Après «  Mon voyage d’hiver  » (une déambulation berlinoise) et «  Leçons de ténèbres « (la Rome des années quatre-vingt) Vincent Dieutre avait le projet d’un troisième « film d’Europe ».

L’ère berlusconienne et son « château de mensonges » avaient terni pour le cinéaste la complicité qu’il avait toujours eue avec l’Italie.

Lorsqu’au cours d’un séjour en Sicile, il découvre Palerme, dès la vision de la ville à travers les vitres de l’avion, il sait déjà qu’il va renouer avec une Italie perdue.

Il avait, à cette occasion, emporté dans ses bagages le livre de Georges Didi-Huberman « Survivance des lucioles  » et la lecture de l’ouvrage allait l’accompagner pendant tout son séjour.

Cette lecture allait l’amener à la vision pessimiste qu’avait Pasolini de l’avenir du monde et de l’avènement d’un nouveau fascisme que personne ne verrait venir.

Le symbole d’un basculement redoutable était la disparition effective des lucioles dont l’absence des lueurs éphémères porteuses d’espoir annonçait l’arrivée de temps obscurs.

Palerme découverte conduit Vincent Dieutre au désir immédiat de transmettre en images-cinéma un enchantement retrouvé aidé par le « pessimisme organisé » de Didi-Huberman qui propose de refaire place à la beauté et à la joie.

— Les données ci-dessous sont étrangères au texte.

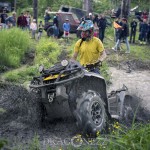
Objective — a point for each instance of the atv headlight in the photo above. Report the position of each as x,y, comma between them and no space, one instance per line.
64,63
41,68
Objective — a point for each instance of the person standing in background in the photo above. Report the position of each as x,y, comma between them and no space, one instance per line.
33,28
133,26
40,30
102,27
28,18
66,28
3,17
22,21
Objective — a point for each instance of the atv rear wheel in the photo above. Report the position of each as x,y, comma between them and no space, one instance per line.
128,112
90,113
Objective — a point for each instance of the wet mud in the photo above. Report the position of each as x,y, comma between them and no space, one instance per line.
19,120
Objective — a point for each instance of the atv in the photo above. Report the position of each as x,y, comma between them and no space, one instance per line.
85,94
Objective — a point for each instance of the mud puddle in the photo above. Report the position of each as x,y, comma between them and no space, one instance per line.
19,123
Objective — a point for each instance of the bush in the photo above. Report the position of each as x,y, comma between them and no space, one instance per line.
47,52
14,44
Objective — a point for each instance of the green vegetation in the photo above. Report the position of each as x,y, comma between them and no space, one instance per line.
47,51
14,44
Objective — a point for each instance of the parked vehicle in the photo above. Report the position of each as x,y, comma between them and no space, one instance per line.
85,93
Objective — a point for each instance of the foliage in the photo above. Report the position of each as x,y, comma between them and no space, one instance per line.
47,51
14,44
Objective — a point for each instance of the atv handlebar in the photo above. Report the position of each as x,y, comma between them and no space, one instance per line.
94,65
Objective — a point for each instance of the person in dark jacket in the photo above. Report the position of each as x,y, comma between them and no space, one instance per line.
102,27
133,26
143,31
123,35
22,21
148,33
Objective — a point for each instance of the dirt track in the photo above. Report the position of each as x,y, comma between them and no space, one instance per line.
19,124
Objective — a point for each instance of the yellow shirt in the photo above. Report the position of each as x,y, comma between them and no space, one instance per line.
89,51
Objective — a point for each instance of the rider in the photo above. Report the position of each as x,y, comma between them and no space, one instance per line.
89,48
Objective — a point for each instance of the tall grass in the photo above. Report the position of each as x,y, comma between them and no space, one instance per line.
13,44
47,52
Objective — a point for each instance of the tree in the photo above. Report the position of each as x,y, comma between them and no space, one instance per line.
35,9
88,5
125,8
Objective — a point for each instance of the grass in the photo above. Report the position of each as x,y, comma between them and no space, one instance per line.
14,44
136,138
47,51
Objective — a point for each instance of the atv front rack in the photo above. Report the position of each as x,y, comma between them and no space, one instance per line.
57,80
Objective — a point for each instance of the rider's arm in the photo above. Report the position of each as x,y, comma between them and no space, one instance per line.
103,55
75,55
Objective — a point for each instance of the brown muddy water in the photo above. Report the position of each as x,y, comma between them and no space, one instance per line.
19,123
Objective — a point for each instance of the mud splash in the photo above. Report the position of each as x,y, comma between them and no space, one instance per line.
19,122
138,83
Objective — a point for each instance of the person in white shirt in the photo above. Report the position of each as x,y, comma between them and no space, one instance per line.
33,28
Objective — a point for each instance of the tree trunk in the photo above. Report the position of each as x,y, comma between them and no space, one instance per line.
35,9
125,8
15,5
88,5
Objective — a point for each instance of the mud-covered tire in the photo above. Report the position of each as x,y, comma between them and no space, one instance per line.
90,113
128,111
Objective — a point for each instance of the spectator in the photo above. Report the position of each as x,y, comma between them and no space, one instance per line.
102,27
33,28
47,17
3,17
28,18
22,21
66,28
11,19
1,27
133,26
148,33
144,15
117,25
40,30
48,10
118,12
143,31
95,20
89,17
123,35
55,25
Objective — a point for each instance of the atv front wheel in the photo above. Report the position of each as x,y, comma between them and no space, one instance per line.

Ce projet l’amène à des rencontres : celle du philosophe Pierandrea Ammato, de militants de Lampedusa ou des théâtres occupés ou celle qu’il a avec des êtres qu’il a aimés comme Gigi Malaroda, un amant universitaire qui s’exilait d’Italie pour fuir la catastrophe annoncée.

La grande révélation a été pour Vincent Dieutre, la beauté des marionnettes siciliennes, véritables œuvres d’art qu’on peut admirer dans les musées de Palerme et d’Aci Reale.

Ayant eu l’occasion de voir plusieurs représentation de pupi en Sicile et à Paris, il avait été frappé par les qualités déclamatoires des marionnettistes, les pupari, leur inventivité de bruiteurs et leur art du sous-entendu mordant.

Les pupi dont la figure héroïque est celle d’Orlando, deviennent alors dans le film de Vincent Dieutre, les témoins de la catastrophe et par le mouvement narratif du récit associé à la pensée de Didi-Huberman, de petits êtres lumineux, gueux ou chevaliers qui renvoient aux lucioles qui n’ont peut-être pas complètement disparu…

Cinema : Orlando ferito
Cinema : Orlando ferito

Vincent Dieutre est un magicien de l’image et son film constitué de séquences en apparence disparates, fonctionne à la façon d’un puzzle dont les pièces associées avec poésie et intelligence, débouchent sur un « objet cinématographique » fascinant de beauté.

Si Vincent Dieutre n’a pas son pareil pour photographier les villes, il sait ici donner aux visages qu’il filme, aux postures, aux personnages éphémères comme aux personnages récurrents une profondeur magique.

Il filme ici, avec infiniment de sensibilité et de force, les pupi en action, sous des lumières qui leur donnent vie.

On dira du cinéma de Vincent Dieutre, pour faire court, que c’est un cinéma personnel mais chacun de la dizaine de films qu’il a réalisés en vingt ans avec la même rigueur, le même talent, la même sensibilité est unique, une pièce de toute beauté de plus, à ajouter au puzzle d’une œuvre globale pure, profondément sincère et flamboyante.